Foreign exchange trading through online retail brokers fell by just over 3 percent in the first quarter of 2017, driven chiefly by a fall-off for the massive Japanese firms who dominate the global trade, industry data showed on Wednesday. The data from industry researchers Finance Magnates Business Intelligence (www.financemagnates.com) showed volumes falling to the equivalent of $356 billion a day, down from $368 billion in the last quarter of 2016 and $364 billion a year ago.
Its data, based on a mix of company publications, national data and estimates that have not been checked by Reuters, showed Japanese brokers did $161 billion a day versus $167 billion in the previous quarter and $189 billion 12 months ago. The boost to volatility from US and French elections since late last year, however, has helped prop up non-Japanese brokers including IG Group as they battle through a clampdown on regulation of the sector in Europe and the United States. Average daily volumes for non-Japanese brokers rose from 175 billion a day a year ago to roughly $200 billion a day in the past three quarters. It was just under that figure at $195 billion in the first quarter.
"Although the first months (of the year) are usually better than traditionally slow December, this time the rebound was not that spectacular," Finance Magnates said in the quarterly report.
"February was ... worse than January with an average industry decrease of more that 15 percent compared to the first month of the year. Solid growth was observed in March." One big shake-up at the start of this year was the closure of FXCM's US business after regulatory action against members of the company's management. FXCM volumes fell to an average of $10.6 billion a day in the first quarter from $14 billion a year ago. The company said earlier this week that they fell further, to $8.8 billion a day, in April.

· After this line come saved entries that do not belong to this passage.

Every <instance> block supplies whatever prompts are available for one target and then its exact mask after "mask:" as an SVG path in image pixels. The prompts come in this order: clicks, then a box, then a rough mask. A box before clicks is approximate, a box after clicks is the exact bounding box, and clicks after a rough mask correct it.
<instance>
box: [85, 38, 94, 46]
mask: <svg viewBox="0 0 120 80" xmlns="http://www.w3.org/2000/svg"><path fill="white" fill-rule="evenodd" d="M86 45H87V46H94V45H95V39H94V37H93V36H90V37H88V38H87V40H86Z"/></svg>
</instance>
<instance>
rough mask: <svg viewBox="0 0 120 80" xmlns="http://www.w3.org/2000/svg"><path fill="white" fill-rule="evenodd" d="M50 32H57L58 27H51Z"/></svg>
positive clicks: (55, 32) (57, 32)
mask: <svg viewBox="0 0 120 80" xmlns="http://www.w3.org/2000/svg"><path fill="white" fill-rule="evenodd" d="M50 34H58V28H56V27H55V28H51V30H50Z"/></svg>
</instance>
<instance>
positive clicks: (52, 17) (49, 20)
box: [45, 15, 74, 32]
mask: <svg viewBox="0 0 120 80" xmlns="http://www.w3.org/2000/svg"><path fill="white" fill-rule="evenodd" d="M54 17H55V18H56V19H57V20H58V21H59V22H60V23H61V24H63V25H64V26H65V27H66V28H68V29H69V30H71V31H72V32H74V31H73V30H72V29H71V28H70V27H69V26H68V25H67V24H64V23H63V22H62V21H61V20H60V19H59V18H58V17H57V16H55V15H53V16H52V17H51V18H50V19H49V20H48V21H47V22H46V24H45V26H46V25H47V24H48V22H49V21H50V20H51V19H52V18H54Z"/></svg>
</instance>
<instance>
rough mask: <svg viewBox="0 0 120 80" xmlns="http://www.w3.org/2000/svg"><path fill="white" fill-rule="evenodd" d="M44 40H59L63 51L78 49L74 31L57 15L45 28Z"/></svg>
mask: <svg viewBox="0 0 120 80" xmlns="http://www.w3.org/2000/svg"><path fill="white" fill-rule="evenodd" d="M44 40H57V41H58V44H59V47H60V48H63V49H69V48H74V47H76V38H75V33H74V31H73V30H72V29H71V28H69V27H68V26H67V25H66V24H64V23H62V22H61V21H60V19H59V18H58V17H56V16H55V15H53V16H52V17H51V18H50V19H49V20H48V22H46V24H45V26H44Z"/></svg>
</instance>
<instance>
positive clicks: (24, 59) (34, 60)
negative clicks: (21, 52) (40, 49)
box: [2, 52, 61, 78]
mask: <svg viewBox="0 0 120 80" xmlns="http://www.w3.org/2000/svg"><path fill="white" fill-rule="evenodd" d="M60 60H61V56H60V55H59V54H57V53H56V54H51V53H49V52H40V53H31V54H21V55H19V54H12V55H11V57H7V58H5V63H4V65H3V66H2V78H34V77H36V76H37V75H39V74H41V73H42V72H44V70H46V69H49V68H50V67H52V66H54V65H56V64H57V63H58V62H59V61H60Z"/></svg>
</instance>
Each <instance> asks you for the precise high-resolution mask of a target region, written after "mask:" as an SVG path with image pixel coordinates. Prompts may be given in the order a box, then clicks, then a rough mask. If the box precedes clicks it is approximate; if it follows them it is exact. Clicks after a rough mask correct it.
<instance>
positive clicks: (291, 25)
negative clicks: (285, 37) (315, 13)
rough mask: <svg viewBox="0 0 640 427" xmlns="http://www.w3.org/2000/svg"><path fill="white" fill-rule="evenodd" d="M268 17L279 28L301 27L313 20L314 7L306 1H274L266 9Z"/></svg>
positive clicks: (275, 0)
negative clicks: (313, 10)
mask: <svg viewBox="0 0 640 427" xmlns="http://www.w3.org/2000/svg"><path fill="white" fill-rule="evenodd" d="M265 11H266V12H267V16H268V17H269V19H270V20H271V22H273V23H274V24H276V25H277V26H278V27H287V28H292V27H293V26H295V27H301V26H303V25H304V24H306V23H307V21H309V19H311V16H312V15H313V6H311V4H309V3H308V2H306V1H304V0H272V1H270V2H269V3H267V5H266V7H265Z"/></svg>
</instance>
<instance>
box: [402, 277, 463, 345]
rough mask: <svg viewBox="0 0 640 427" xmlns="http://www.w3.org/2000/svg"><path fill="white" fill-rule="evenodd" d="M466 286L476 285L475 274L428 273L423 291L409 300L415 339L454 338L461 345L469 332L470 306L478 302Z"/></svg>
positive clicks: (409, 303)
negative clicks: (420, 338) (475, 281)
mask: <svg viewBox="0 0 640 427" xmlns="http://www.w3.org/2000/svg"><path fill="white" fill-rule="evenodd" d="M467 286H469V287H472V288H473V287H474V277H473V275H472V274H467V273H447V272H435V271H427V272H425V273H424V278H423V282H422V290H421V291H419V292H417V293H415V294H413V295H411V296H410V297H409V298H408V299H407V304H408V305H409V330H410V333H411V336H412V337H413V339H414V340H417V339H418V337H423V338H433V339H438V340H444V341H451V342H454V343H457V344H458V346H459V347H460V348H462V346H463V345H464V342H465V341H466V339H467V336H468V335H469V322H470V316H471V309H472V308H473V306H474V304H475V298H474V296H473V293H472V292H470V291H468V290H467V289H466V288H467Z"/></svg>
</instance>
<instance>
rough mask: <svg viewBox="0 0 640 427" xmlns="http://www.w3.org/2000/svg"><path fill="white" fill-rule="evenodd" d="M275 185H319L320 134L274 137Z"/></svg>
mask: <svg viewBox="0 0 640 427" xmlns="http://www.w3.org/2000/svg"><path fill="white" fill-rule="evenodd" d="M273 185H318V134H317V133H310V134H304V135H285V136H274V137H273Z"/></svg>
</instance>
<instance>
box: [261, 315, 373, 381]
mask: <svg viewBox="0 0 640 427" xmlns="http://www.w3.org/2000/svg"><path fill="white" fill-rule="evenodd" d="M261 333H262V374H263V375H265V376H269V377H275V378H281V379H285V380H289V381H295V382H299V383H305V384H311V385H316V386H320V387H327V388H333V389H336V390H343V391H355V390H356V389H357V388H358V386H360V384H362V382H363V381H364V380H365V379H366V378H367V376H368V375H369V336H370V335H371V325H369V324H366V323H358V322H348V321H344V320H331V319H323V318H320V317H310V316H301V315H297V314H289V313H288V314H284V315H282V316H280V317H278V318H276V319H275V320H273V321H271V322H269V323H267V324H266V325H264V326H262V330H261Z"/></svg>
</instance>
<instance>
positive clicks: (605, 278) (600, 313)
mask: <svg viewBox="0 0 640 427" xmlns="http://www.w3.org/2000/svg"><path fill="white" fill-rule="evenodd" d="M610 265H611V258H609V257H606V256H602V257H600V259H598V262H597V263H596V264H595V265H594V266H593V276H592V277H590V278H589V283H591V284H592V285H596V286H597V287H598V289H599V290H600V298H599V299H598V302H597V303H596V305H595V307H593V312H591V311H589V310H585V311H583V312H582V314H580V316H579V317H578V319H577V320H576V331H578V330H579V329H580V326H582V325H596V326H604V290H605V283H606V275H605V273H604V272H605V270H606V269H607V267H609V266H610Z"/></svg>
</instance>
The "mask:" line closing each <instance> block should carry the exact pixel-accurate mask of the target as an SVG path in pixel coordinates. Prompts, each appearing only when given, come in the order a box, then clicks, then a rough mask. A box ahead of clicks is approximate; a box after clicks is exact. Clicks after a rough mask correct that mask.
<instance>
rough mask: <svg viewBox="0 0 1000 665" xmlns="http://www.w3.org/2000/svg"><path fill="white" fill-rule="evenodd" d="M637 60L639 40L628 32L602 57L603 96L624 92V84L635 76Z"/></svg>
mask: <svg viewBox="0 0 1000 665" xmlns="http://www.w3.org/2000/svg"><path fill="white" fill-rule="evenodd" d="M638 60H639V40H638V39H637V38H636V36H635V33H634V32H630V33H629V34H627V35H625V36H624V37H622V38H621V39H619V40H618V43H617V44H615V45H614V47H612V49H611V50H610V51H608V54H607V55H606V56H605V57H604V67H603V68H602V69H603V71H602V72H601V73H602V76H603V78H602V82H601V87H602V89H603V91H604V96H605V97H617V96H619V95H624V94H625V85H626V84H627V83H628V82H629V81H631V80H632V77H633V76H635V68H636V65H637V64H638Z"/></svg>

The retail sector has grown steadily in the last five years after originally being seen as a sideshow to the trading between banks and big investment and pension funds that forms the core of the $5 trillion a day global market in currencies.
A retreat in wholesale volumes has also made retail accounts a larger part of overall market activity and a target market for a number of major banks' FX business models. The two top European brokers were IG, with volumes of $22 billion a day on average and Denmark's Saxo Bank, with $16.6 billion. Only IG placed in the top 10 globally behind Asian-based operators led by GMO Click Securities and DMM.com Securities.